I was beginning to get bored, and that’s when Kyle called – as if hearing my unconscious call. He said he was still at a loose end, that a mini-tour had been cancelled after a soprano had fallen ill. He said he was missing Rachel, and that it’d be a real pleasure to show me around.

When he picked me up, he suggested – given my lack of knowledge of London – that we get tickets for one of those hop-on hop-off sightseeing buses. It would give me some sense of where things were in relation to one another, he said – something one remained remarkably ignorant about if one travelled about by Tube, as most people did. And getting one’s bearings, he said, was crucial.

I agreed – it was a sunny day and it sounded like fun to sit on the open-air top deck and see the sights with minimal effort, especially since he’d offered to pay for the tickets. We could get off, Kyle reminded me, if I wanted to see anything in greater depth.

We climbed aboard and headed upstairs, his hand at my elbow. I admit I wasn’t wearing the most sensible shoes. In fact, I don’t have any sensible shoes, period. But his gesture seemed a little over-intimate. I remembered his face of a few days before, when he’d suddenly seemed to take interest in me, a girl so ostensibly different from him she could have been from another planet. I wondered if I’d done the right thing in accepting his invitation.

We sat down, and the bus rumbled along the Bayswater Road towards Oxford Street. It looped around Marble Arch and began to go down Park Lane. I clutched at the side of the bus, staring at the luxury car showrooms but mostly at the hotels. The Dorchester, The Metropolitan, The Four Seasons – all were places of almost mythical significance for me. Within them, I thought to myself, deals were made, marriages began and ended, affairs were committed, and a thousand debaucheries took place. Night after night after night, the beautiful, the bold and sometimes the damned come to this stretch of road to play out their dramas against a background of wealth and glamour. But it was an allure that had a seedy side to it, something grubby, and that was what made it fascinating to me. The rich, I knew from experience, were dirty bastards too – in fact, they could be the dirtiest bastards of all.

Kyle’s hand on my shoulder startled me from my reverie. He was gesturing over to a pair of elaborate stainless steel and bronze gates giving access into Hyde Park.

‘… the Queen Elizabeth Gate,’ he was saying, ‘built in honour of the Queen Mother.’ He gestured in front of him. ‘And now we’re coming up to the Wellington Arch, which was …’

His words – together with those of the live onboard commentary – faded in the buzz of traffic as I turned back to ogle the hotels. I wanted to be inside them, not sitting next to this well-intentioned but ultimately rather dull violinist, listening to him crap on about London’s history. Who really cared about that? What I wanted to know was what was going on in those hotel rooms and bars, and what exactly I was missing out on.

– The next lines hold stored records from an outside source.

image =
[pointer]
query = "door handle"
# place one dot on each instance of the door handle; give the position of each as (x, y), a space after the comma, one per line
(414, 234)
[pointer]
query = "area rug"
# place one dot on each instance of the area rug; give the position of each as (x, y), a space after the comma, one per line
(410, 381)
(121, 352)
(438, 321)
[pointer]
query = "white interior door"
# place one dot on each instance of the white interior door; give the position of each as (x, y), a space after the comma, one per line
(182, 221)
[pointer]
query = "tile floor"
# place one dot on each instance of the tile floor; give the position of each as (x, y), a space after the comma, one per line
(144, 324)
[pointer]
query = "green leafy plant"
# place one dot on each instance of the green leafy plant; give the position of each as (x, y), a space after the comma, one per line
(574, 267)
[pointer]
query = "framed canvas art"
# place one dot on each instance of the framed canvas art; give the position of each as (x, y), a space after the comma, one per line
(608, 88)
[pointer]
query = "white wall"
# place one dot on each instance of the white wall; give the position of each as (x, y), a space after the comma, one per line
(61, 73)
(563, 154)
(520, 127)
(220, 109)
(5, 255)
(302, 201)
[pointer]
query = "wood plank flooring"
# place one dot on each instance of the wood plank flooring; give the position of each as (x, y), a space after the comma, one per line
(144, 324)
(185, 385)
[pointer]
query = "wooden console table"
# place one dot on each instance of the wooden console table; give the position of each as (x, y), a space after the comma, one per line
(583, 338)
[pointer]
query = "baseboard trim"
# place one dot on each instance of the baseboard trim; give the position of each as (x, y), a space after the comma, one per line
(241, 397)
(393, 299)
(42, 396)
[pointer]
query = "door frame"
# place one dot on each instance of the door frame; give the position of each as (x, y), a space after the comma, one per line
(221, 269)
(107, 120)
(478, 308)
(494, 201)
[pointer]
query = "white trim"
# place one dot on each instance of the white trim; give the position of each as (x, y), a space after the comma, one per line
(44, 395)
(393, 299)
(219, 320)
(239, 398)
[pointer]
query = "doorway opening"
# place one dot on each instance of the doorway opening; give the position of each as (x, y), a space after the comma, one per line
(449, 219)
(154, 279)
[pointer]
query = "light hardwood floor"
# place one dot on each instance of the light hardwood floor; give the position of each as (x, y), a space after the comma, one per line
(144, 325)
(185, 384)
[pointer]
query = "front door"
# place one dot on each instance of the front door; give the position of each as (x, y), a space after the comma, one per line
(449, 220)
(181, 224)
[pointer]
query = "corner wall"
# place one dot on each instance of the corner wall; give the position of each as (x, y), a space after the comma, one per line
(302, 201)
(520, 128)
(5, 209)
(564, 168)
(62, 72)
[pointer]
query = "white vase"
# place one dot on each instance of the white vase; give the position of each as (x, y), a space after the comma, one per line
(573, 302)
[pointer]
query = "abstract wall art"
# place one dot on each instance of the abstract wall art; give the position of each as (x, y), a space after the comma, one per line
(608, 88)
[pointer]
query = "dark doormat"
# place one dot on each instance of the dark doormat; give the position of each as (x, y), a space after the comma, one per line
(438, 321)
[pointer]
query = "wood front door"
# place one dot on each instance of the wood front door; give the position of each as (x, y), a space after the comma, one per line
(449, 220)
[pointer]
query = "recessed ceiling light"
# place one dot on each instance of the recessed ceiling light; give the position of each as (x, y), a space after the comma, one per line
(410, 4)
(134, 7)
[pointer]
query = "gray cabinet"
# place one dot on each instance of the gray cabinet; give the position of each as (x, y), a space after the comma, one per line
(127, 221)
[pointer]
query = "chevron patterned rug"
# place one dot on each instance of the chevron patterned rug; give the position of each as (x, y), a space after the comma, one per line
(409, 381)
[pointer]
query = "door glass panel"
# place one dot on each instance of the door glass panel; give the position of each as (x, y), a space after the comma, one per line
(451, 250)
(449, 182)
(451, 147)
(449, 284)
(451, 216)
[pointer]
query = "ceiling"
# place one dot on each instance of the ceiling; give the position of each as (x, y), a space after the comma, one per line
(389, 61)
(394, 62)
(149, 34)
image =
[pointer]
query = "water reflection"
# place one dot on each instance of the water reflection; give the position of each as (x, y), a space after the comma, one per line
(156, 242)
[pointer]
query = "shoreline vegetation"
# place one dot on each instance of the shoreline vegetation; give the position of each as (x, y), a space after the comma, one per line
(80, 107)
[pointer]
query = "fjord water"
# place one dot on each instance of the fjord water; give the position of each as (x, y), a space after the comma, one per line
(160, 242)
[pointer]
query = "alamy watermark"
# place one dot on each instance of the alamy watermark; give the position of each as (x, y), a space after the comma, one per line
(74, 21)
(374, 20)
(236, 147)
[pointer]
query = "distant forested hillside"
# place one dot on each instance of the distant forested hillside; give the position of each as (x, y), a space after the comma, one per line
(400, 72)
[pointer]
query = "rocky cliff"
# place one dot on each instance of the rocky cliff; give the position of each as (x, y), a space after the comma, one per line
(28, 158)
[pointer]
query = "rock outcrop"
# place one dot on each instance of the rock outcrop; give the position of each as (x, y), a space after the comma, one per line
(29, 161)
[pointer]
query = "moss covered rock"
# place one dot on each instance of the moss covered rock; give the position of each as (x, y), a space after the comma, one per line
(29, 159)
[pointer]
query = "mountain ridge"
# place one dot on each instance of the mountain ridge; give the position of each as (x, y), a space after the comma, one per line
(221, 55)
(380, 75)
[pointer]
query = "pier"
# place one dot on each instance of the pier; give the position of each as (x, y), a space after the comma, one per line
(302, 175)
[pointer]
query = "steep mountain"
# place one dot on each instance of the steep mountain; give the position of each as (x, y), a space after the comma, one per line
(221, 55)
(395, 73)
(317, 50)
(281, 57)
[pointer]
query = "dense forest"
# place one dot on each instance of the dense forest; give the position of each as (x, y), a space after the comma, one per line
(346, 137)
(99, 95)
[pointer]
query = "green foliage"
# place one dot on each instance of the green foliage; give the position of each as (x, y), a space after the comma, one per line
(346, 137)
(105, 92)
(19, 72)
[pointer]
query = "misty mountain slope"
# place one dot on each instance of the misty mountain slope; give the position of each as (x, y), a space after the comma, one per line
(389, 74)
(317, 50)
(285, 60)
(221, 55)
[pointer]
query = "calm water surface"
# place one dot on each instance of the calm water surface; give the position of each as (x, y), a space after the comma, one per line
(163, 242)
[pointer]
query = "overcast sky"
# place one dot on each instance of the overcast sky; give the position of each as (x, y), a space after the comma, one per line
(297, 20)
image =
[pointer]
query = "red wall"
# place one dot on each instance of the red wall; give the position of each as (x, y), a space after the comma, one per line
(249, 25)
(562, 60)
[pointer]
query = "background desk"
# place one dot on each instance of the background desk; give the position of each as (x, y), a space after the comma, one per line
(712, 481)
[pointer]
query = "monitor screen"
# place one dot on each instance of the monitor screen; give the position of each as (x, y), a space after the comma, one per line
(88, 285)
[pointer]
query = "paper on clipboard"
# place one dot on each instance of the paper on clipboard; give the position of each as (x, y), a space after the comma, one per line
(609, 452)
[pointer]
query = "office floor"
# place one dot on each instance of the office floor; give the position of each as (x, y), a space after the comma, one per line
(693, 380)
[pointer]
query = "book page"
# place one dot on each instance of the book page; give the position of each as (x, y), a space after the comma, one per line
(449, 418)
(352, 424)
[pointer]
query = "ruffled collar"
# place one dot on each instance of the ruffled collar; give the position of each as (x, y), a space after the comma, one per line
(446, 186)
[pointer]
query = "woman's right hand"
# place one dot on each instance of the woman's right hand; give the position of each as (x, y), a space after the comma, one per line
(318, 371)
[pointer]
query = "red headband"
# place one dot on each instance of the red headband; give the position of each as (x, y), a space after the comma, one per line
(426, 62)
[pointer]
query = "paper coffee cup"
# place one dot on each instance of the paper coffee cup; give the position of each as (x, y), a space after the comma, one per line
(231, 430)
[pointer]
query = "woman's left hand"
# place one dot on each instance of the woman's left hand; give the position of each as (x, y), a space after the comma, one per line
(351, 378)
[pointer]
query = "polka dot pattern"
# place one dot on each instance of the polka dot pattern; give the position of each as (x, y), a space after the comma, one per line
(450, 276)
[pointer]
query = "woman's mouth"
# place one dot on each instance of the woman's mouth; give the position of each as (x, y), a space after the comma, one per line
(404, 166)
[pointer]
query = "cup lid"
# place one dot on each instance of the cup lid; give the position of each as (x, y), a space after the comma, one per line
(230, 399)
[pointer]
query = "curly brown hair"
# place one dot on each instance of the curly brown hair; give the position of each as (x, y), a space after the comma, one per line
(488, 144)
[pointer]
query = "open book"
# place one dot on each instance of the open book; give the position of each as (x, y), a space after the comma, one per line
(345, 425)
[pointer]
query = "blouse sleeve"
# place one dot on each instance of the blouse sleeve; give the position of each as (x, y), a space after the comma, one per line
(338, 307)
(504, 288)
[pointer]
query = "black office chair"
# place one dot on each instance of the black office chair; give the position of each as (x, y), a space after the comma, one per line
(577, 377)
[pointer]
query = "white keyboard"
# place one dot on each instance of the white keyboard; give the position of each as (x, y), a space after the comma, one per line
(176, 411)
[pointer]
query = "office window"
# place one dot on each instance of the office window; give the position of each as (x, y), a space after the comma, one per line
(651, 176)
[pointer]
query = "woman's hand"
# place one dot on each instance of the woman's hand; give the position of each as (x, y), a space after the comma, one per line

As we halted at the bottom of Park Lane, waiting for a break in the traffic before continuing our tour, I looked at Kyle a bit sheepishly. I hoped he didn’t think I was rude. I was grateful that he was making time to take me in hand like this, whatever his motive. And perhaps I was just being vain and presumptuous, thinking that he was at all interested in me.

I smiled at him. ‘So,’ I said. ‘Were you and Rachel an item?’

He blinked at me, surprised more, I imagine, by my directness than by the question itself.

‘We were.’ He stared off into the distance, seemingly unwilling to divulge any more. I didn’t push it, but after a few minutes he spoke again.

‘We were together for a few years,’ he said. ‘I did think it would be for good. But then suddenly it was over – pffff’ – he mimicked the action of someone extinguishing a candle with both hands – ‘and she didn’t want to know any more.’